We've Got Hollywood Covered

Redbox Roulette: Gambling With the Industry’s Future

”The devaluation of new entertainment products would have disastrous consequences.“

TheWrap recently ran a blog post by Redbox CEO Mitch Lowe titled, "We Are the Engine for Industry Growth." Lowe states that Redbox’s business — based on $1 DVD rentals — will "grow overall interest in and purchase of DVD entertainment."

As the CEO of a Hastings Entertainment, a retailer that pioneered low-cost rentals, I understand firsthand Lowe’s enthusiasm for $1 DVD rentals. Consumers love the price, and we love the increased business that $1 DVD rentals bring.

But there is one crucial issue involving $1 DVDs that Lowe fails to address — and it must be acted upon if we want to prevent what is happening to the newspaper industry from happening to the entertainment industry: We must prevent the devaluation of new entertainment products.
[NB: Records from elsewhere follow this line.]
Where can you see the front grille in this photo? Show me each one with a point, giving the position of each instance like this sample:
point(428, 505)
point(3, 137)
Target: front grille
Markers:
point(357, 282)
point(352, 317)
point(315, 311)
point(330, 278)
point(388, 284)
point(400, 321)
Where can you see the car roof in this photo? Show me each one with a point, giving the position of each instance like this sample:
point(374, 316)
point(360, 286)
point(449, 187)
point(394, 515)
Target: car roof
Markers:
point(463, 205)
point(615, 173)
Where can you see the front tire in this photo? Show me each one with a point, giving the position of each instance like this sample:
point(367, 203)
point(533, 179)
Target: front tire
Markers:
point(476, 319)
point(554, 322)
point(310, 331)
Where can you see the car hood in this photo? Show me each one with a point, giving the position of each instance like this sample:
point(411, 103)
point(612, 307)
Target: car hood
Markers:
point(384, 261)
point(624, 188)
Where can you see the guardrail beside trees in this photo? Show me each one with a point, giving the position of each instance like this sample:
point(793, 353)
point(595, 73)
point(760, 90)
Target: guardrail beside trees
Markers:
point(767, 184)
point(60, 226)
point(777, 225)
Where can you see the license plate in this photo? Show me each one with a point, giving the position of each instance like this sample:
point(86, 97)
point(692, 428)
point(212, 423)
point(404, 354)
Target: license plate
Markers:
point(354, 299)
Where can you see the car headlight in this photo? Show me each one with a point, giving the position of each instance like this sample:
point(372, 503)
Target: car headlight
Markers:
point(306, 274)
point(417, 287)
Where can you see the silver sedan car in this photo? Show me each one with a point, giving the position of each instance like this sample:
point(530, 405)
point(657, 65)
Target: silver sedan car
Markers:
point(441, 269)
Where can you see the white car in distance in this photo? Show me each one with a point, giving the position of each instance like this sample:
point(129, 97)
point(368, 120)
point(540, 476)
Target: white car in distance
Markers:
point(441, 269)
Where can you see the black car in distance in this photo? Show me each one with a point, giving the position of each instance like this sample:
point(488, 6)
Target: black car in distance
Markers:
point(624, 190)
We simply cannot give away products that cost hundred of millions of dollars to produce or else we will end up just like the newspaper industry, which now has an unsustainable business model.

Once the main product of an industry is artificially devalued, the negative economic impacts will ripple throughout the industry, impacting the workers and businesses that rely on the overall industry. Let’s not create a modern-day "Goose that laid the golden egg" parable.

I believe there is a solution that allows Redbox to continue charging $1 for DVDs — on a release schedule that fits in with the current model of the entertainment industry. The movie business has an established release model — called a windowing model — based on releasing movies, pricing tickets, and selling and renting DVDs. Instead of disrupting this model by renting $1 DVDs as soon as they become available, Redbox needs to compromise by integrating itself into this established industry model.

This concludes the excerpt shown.